Prendendo in considerazione il livello di coinvolgimento
emotivo rispetto alla paura della guerra , si può dire che si tratta
di un timore molto generalizzato che colpisce più a livello
inconscio che reale e tangibile.
Si tratta di una paura non conclamata, come se questa guerra fosse una
cosa che non ci coinvolge direttamente perché non ci tocca da vicino,
in prima persona e, quindi, è vista come ciò che ci potrebbe
succedere non nell'immediato e non come se le bombe dovessero caderci
sulla testa da un momento all'altro ("…io vivo nel mondo dei puffi…"): si
ha più paura del pennarello che esplode (unabomber) perché
è più vicino alla nostra realtà quotidiana.
Scaturisce innanzitutto una certa diffidenza nei confronti dell'informazione,
nel timore che ci arrivi distorta e che questo sia la fonte di paure ingiustificabili
come quelle verso gli immigrati.
Un altro aspetto della paura nei confronti del diverso è
quello della difficoltà ad essere solidali con lui perché
questo vorrebbe dire avvicinarsi troppo all'altro e quindi mettere in discussione
anche se stessi. Sempre rispetto ai mezzi di informazione la paura è
anche per i bambini, i figli, costretti, guardando la TV, a crescere con
le immagini della violenza.
Sfiducia si manifesta anche nei confronti della collettività, quando
la massa viene vista come incapace di distinguere e di comprendere le bugie
e i giochi dei potenti. I potenti non si muovono nella direzione della pace
e quindi non rappresentano quella grande porzione di cittadinanza pacifista.
La guerra inoltre aumenta il rischio di azioni terroristiche anziché
diminuirlo.
Risulta ulteriormente preoccupante il fatto che uno stato abbia la supremazia
su tutti gli altri e calpesti i diritti umani e le norme di diritto internazionale.
Non emerge il timore di un coinvolgimento diretto dell'Italia in questo
conflitto nonostante venga riconosciuta la sua posizione vulnerabile nel
bacino del Mediterraneo. Si manifesta invece insicurezza e riluttanza ad
effettuare dei viaggi all'estero; i territori di alcuni paesi stranieri vengono
considerati aree a rischio di terrorismo, soprattutto nel periodo dell'abbattimento
delle torri.
Forse si ha paura più per gli altri che per se stessi quasi si
volesse allontanare da sé il problema, "tanto", dice qualcuno, "al
giorno d'oggi si fa fatica ad essere sereni per qualsiasi cosa, è
un continuo stare allerta"; alla fine pare che l'umanità si
sia rassegnata perché tanto prima o poi qualcosa ci deve accadere.

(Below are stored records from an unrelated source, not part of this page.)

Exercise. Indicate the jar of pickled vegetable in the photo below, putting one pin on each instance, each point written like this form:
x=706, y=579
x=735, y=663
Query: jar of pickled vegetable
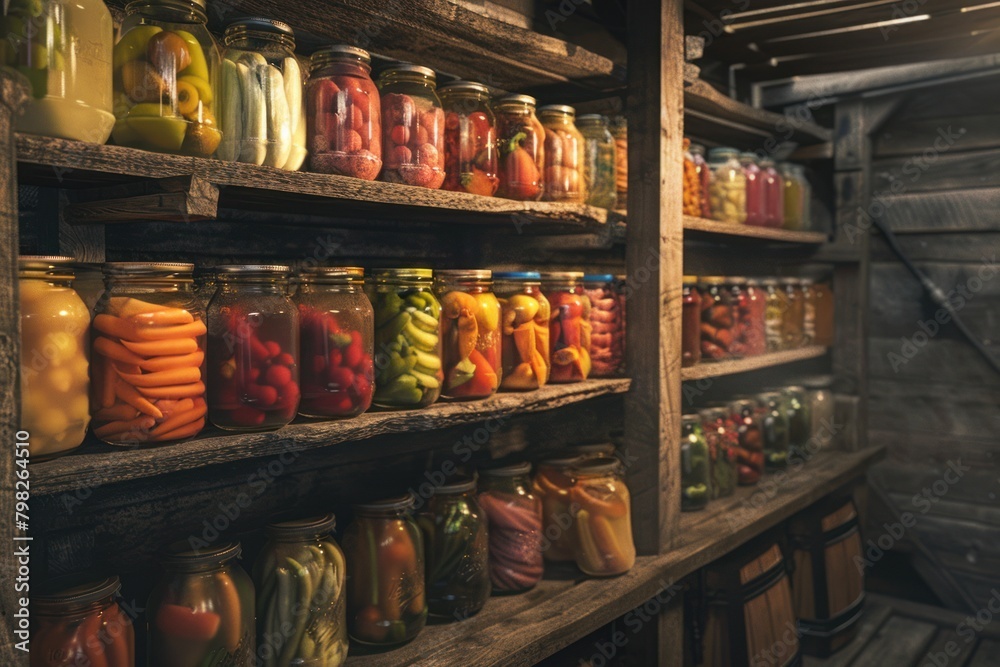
x=755, y=183
x=65, y=51
x=165, y=86
x=201, y=612
x=696, y=481
x=408, y=371
x=470, y=139
x=456, y=550
x=514, y=513
x=253, y=349
x=470, y=333
x=619, y=130
x=147, y=355
x=602, y=510
x=261, y=114
x=569, y=326
x=386, y=603
x=343, y=114
x=691, y=323
x=522, y=148
x=774, y=428
x=598, y=161
x=607, y=337
x=750, y=453
x=55, y=323
x=301, y=595
x=716, y=319
x=563, y=155
x=728, y=189
x=525, y=320
x=774, y=194
x=412, y=126
x=77, y=621
x=336, y=342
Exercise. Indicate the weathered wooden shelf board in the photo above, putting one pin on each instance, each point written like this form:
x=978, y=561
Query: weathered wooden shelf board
x=704, y=226
x=708, y=369
x=214, y=447
x=520, y=630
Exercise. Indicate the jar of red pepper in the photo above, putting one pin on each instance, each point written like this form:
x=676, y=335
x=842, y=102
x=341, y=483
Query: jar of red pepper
x=336, y=325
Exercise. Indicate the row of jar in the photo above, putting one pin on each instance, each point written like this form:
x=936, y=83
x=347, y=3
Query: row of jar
x=745, y=189
x=159, y=368
x=165, y=87
x=732, y=444
x=735, y=317
x=399, y=563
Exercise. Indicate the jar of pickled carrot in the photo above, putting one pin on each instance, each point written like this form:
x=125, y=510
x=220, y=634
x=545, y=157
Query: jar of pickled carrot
x=148, y=353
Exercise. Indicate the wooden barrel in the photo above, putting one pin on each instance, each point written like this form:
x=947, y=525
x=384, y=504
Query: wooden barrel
x=828, y=586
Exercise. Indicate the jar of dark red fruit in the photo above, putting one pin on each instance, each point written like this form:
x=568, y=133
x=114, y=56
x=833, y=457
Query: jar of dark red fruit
x=343, y=114
x=412, y=127
x=253, y=349
x=337, y=342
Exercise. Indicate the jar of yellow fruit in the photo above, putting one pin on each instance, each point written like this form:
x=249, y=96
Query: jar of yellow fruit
x=54, y=367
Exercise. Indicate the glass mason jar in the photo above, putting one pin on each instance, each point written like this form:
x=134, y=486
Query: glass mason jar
x=301, y=595
x=65, y=51
x=165, y=86
x=723, y=441
x=569, y=326
x=598, y=161
x=750, y=452
x=774, y=424
x=336, y=342
x=343, y=114
x=696, y=480
x=147, y=355
x=470, y=333
x=525, y=334
x=728, y=189
x=55, y=323
x=619, y=130
x=412, y=126
x=253, y=349
x=201, y=611
x=716, y=319
x=522, y=148
x=78, y=622
x=386, y=603
x=691, y=323
x=515, y=527
x=607, y=337
x=470, y=139
x=408, y=371
x=602, y=511
x=456, y=550
x=774, y=194
x=563, y=176
x=261, y=114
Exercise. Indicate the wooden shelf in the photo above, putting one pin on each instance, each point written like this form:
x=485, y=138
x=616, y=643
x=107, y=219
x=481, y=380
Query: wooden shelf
x=713, y=227
x=709, y=369
x=112, y=465
x=519, y=630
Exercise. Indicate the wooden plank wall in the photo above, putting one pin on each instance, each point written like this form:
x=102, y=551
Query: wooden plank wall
x=933, y=399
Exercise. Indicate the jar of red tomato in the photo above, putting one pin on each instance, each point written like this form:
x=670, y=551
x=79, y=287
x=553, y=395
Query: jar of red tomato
x=337, y=342
x=412, y=126
x=470, y=333
x=78, y=622
x=522, y=147
x=343, y=114
x=470, y=139
x=569, y=326
x=253, y=349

Morire sulla strada, a casa propria o durante un combattimento vengono
viste come cose fortuite ed entrambe inevitabili, poste sullo stesso livello:
accada oggi o accada domani, bisogna comunque vivere in qualche modo e quindi
la paura della guerra rimane accantonata altrimenti non sarebbe possibile
riuscire a vivere una vita apparentemente tranquilla.
Domanda
La paura del diverso indirizzata su soggetti esterni e lontani, fa parte di un meccanismo di rimozione delle contraddizioni della società moderna, che offre a tutti promesse di ricchezza e felicità, ma sullo sfondo di crescenti problemi di sostenibilità, ingiustizia e disuguaglianza , problemi che potrebbero generare ansia o contraddizioni nei propri valori?